People who know me better might ask me why I so much need to befriend teenagers if they are so immature and mean. I tell them that adults can be mean and bullyish also, but they do it in more subtle ways. For example, my younger friends with whom I sometimes get lunch are very honest with me about their busy schedules and generally do not make plans with me unless they know they can keep them. One of them when she wanted to reschedule because she was a bit tired tried texting me, but when she could not get a hold of me because I had already left my house decided to come anyways because she did not want to stand me up. My older friends also are generally good with keeping plans. However, the ones who are closer to my age flake on me left and right. They make plans but then when I confirm with them the day of, they tell me they cannot make it. Others have simply stood me up, and when I later ask them about it, they tell me that they forgot that we were meeting or forgot the name of the restaurant. And this has happened after I planned my whole day around our meeting and drove all the way from my town to meet them. When I try to reschedule with them, they tell me that they are busy, even though I can see on their social media accounts that they apparently have time for their other friends whom they think of as more worthy. I do not want to say that people of one age group are better than people of another age group, but I will say this much. I find millennials to be one of the most fake generations of all times. They claim to be all liberal and for equal rights and equal treatment, but when it comes to it, they are not that way.
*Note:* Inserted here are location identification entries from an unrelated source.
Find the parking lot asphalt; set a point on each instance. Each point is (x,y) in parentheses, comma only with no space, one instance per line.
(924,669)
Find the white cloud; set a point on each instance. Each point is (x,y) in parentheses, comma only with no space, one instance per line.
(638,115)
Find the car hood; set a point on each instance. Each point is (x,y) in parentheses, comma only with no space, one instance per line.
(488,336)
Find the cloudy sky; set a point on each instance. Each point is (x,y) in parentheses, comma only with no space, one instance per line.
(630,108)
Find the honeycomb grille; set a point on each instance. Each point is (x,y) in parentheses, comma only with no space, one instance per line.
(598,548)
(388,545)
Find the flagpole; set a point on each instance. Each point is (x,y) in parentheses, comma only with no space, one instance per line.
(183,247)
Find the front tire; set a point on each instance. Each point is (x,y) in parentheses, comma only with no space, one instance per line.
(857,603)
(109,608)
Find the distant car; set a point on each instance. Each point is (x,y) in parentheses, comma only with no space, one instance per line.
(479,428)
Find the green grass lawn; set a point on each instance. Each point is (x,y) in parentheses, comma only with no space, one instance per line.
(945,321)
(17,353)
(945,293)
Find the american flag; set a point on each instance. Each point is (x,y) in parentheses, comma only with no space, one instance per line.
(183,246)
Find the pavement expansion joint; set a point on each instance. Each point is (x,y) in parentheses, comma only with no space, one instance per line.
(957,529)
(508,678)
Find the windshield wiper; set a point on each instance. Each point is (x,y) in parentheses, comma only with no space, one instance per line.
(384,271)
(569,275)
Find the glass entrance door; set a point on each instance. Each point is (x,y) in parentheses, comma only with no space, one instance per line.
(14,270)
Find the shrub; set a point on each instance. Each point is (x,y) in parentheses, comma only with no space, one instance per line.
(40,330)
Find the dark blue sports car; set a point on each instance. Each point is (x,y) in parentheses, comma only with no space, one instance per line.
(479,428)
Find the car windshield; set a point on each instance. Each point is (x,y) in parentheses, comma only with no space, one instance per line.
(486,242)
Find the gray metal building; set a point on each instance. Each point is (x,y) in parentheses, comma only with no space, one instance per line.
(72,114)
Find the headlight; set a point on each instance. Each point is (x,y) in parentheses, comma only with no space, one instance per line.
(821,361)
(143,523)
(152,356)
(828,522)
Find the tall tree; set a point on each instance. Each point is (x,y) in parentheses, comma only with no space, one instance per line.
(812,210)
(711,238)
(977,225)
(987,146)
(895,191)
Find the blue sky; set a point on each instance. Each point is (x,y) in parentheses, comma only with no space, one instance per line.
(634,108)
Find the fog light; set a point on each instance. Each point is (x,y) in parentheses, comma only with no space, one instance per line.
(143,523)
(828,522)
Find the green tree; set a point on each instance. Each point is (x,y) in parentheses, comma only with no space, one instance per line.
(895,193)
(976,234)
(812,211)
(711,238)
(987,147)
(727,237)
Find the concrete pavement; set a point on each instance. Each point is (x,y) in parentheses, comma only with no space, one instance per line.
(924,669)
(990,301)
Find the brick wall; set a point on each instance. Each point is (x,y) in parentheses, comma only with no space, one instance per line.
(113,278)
I sometimes get very worried about how people will react to me when I socialize. Will people start seeing me in a different light because of a rumor they hear about me and think that I am a harasser rather than someone looking for friends? Will Metoo change people’s views of me? Will the parents of my younger friends tell them that they cannot talk to me anymore? Will my friends themselves decide that? I also do not always know how genuine my friends are. Having Asperger’s makes this all the more difficult. However, there are a few friends that I know are genuine. These are the ones who take their time to get lunch or dinner with me despite their busy schedules. These can be people of all different backgrounds and ages, from teenagers to octagenarians and everyone in between. These are the friends who keep me going and keep me satisfied with my life.